Measurement of Amylase Activity: Amylase test was performed on a total of 300 samples. As clear zones around specimens demonstrated amylase activity, their diameters were measured and compared to the diameters of positive saliva standards in millimeters (mm). For validation of the assay, the samples were also taken from apple, peach and apricot pieces without human bite which did not show any amylase activity. The typical diameters of amylase activity from neat saliva, 1:100 dilution of neat saliva, 1:250 dilutions of neat saliva, and 1:500 dilutions of neat saliva standards were found respectively, 20 – 30 mm, 15 – 20 mm, 12 – 15 mm and 10 – 12 mm whereas the diameter range of amylase activity was found to be 7-9 mm and 7-8 mm in apple, 7-8 mm and 6-8 mm in peach and 12-20 mm and 10-20 mm from apricot salivary specimens respectively, in male and female at 0 hour time interval (Fig. 1, 2).

Well no. 1 and well no. 2 indicate positive and negative control, individually whereas well no.11, 12 and 13 indicate neat saliva dilutions respectively of 1:100, 1:250 and 1:500. Well no. 3, 4, 5 and 7 demonstrate the amylase activity from apple specimens in addition to well no 8, 9 and 10 of apricot pits samples.

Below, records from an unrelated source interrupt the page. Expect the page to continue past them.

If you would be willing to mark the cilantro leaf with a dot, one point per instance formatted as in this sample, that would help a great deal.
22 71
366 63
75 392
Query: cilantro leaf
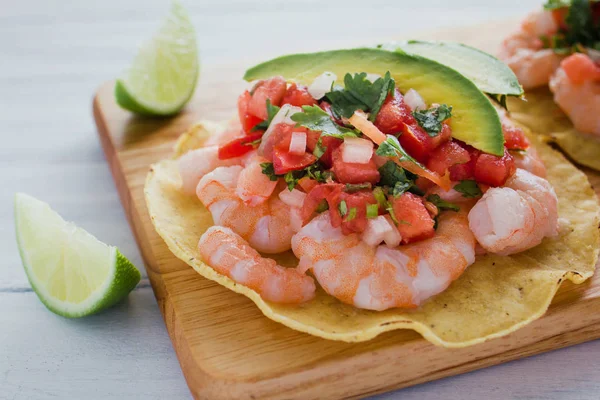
314 171
291 178
343 208
319 149
442 204
431 120
391 173
468 188
580 23
359 93
380 197
401 188
372 210
271 112
315 119
356 187
351 214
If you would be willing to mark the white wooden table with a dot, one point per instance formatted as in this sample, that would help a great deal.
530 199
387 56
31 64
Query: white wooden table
53 55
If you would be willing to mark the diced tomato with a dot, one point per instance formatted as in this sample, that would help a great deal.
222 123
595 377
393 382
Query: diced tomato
238 147
325 106
514 138
465 171
493 170
394 113
352 221
272 89
315 197
248 121
297 95
396 117
414 221
307 184
353 172
283 160
580 68
419 144
312 137
331 144
447 155
559 15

In gel plate well No.1 and well No. 2 demonstrate separately, positive and negative control. The well No. 11, 12 and 13 indicate 1:100, 1:250 and 1:500 dilutions of neat saliva standards whereas Well No. 3, 4 and 5 demonstrate the specimens from peach in addition to well No 6, 7, 8, 9, and 10 which indicate samples of apricot pits.

Statistical Analysis

To determine and compare mean, standard deviation, correlation and significance level of amylase activity in examined fruit types (apple, peach and apricot) at multiple time intervals (0 hours, 12 hours, 24 hours, 36 hours, and 48 hours), t-test statistics was applied whereas fruit type, gender and time intervals considered as variables. 

Results6th button-01


The mean level and standard deviation of salivary amylase according to fruit type and gender indicated that salivary amylase on apricot pits was found to be highest and lowest in case of peaches whereas specimens from apple have intermediately amylase levels (Table no. 1). During determining the effect of deterioration processes the samples from fresh apples showed amylase activity at 0 hours and at 36 hours whereas samples from slightly rotten apples showed amylase activity only at 0 hours and did not show any amylase activity at 36 hours. Similarly, samples from fresh peach showed amylase activity at 0 hours and at 12hours whereas samples from slightly rotten peaches showed amylase activity at 0 hours and did not show any amylase activity at 12 hours. The mean level and standard deviation of salivary amylase distributed according to gender clearly showed that mean level and standard deviation of salivary amylase in male (i.e. 9.12 and 6.43) were high as compared to female (i.e. 8.03 and 5.63). Moreover, the self-correlation of the diameter of amylase activity and time interval was found to be strong positive as of its value was 1 and Sign. (2-tailed) value was 0.001 with a 95% confidence level.

Figures & Tables

 

 

 

 

 

Discussion6th button-01


In the human forensic investigation, body fluids are momentous at the crime scene where saliva, semen, vaginal secretions, blood, etc. are the regular body fluids for such type of examinations [11]. Human saliva stain can be available at offense site where a bite mark on fruits, the human body, cigarette butts, soda cans and items that are used for drinking and eating purposes exists and can play an important role because of the commitment of valuable DNA presence [12]. The motivation behind the current investigation was to decide the level of human salivary amylase left on three types of usual fruits (apple, peach, and apricot) after first bite mark. The outcomes revealed consistency with the findings, where the level of amylase varies significantly among different individuals and fruit types [7]. This observation is not surprising as amylase has been assorted in specificity, activity, and necessity from tissue to tissue and species to species furthermore controlled by environmental and genetic factors [13]. Specimens from apple and apricot showed amylase activity until 48 hours whereas in case of peach till 12 hours after the first bite. As decomposition of fruit is a very important factor (i.e. level of salivary amylase decreases with the increasing decomposition of fruit), the process of decomposition was also observed and found slow in case of apples while fast in peach. The effect of the deterioration process from fresh apples showed amylase activity until 36 hours whereas samples from slightly rotten apples showed amylase activity until 0 hours. Similarly, samples from fresh peach showed amylase activity until 12 hours whereas slightly rotten peaches specimens showed amylase activity at 0 hours only. The highest mean diameter of amylase activity (16.7 mm) in peach as compared to apple (6.5 mm) and peach (0 mm) after 48-hour time interval might be due to the larger surface area, as a result, a greater amount of saliva deposited on apricot specimens. The mean diameter of amylase activity from a human with a first bite mark on the apple as well as on peach was approximately equal to 1:500 dilution of neat saliva and decreases with increasing time intervals, whereas in case of apricot it was approximately equal to 1:100 dilution of neat saliva. Furthermore, it was greater in males as compared to females.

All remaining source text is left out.